表面上はあたかも平気な振りをして笑っていましたが、内心では結構ショックが大きかったみたいですね。

そして、こうも言っています。「私の発想はただ皆さんのお世話になってるだけ」と。

思うに青山先生は、ひょっとしたらいろいろな感情を笑顔の裏に閉じ込めてきたのではないでしょうか。

青山先生といえばココアちゃんと性格的に似ている部分があります。ノリが良く、笑顔が多いところは二人に共通する魅力でしょう。

一方で青山先生にはどこかミステリアスな雰囲気がありました。生い立ちに関しても謎が多く、作中で唯一分かっているのは、叔母が高級ホテルを運営している、ということです。そのホテルも半端なものではなく、かつては貴族や、名のある文豪が集っていた歴史のある場所。おそらく、相当の名家の生まれであることは間違いないでしょう。

青山先生がリゼシャロの通うお嬢様学校の卒業生であるのも、彼女の家が暗に名家であることを物語っています。

お嬢様であれば立場的に言えないこともたくさんあったでしょう。そうした誰にも言えない本音を、青山先生は一人のときに、こうしてそっと溢してきたのかもしれません。

青山先生の作品の多くにモデルがいるのは確かですが、それが必ずしも「お世話になっているだけ」とは言えないと思うんですよね。

たとえば「怪盗ラパン」はシャロちゃんの容姿がモデルになっています。ですが、実際にシャロちゃんが怪盗を稼業にしているわけではありません。

キャラデザの資料としてココアちゃんたちを参考にすることはあっても、完全にココアちゃんたちそのものを描くことはないでしょう。怪盗などの設定は青山先生のオリジナルです。

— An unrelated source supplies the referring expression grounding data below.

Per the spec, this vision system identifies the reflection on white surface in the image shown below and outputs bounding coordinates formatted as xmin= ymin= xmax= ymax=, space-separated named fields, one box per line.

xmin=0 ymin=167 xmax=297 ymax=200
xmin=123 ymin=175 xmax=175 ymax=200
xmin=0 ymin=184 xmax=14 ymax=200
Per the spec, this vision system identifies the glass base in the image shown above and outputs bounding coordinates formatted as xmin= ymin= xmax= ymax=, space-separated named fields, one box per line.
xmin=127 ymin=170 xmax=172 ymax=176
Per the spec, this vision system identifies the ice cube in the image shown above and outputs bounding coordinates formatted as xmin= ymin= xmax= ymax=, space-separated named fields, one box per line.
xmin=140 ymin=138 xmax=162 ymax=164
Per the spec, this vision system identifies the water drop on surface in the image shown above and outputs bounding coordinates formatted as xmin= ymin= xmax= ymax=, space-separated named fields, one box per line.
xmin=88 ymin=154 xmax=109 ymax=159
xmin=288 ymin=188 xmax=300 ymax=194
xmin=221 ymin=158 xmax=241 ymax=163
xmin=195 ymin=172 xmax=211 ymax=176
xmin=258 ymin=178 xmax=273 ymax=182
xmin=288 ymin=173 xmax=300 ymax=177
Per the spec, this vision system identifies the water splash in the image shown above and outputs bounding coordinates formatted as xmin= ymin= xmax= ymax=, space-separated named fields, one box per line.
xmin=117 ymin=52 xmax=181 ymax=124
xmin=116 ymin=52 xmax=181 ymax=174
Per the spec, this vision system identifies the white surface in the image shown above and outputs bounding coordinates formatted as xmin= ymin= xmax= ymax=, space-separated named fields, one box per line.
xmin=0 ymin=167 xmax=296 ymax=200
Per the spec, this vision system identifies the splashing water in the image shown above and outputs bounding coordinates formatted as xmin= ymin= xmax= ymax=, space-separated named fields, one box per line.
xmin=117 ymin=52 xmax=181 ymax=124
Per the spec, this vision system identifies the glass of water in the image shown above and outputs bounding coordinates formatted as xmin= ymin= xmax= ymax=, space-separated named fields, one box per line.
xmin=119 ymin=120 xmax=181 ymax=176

なお余談ですが、青山先生といえば、完全版2巻に単行本未収録のお話が掲載されました。ラストシーンで青山先生は白紙の本を受け取りますが、この本にはココアちゃんたちの賑やかな日常が綴られているのではないかと思っています。そして最後に本を閉じたとき、「ご注文はうさぎですか?」というタイトルが現れる。

完全にココアちゃんたちそのものを描くことがあるとしたら、この本くらいしか他にない気がします。

いずれにせよ青山先生はココアちゃんたちのことが好きだからモデルにしているわけなので、個人的には自由に創作を楽しんでほしい…!

■ 夜空を往く銀河鉄道

まんがタイムきららMAX2022年6月号

今回、最も大事なポイントは間違いなくここでしょう。

噂をすれば、とはまさに。ティッピーを追って外に飛び出した青山先生が目にしたのは、この世のものとは思えない銀河鉄道。

レトロな列車が雰囲気出てて、すごく幻想的でした。光に満ちた車内があえて細かく描写されないのも、想像力を掻き立てられます。

マスターの魂が宿るティッピーを両腕に抱きしめながら、ずっと伝えたかった感謝の気持ちを言葉にする青山先生。あらゆる要素が情緒的で、シリーズ屈指の名シーンでした。

まんがタイムきららMAX2022年6月号

扉絵で青山先生とチノちゃんが車掌の恰好をしていたのは、本編に列車が出てくることを暗示していたんですね。

目が離せないほどに美しい一連の出来事ではありますが、いかんせん突然だったのに加えて、ティッピーから意味深な台詞が矢継ぎ早に飛び出したことで、いまいち理解が追い付いてない方もいるのではないでしょうか。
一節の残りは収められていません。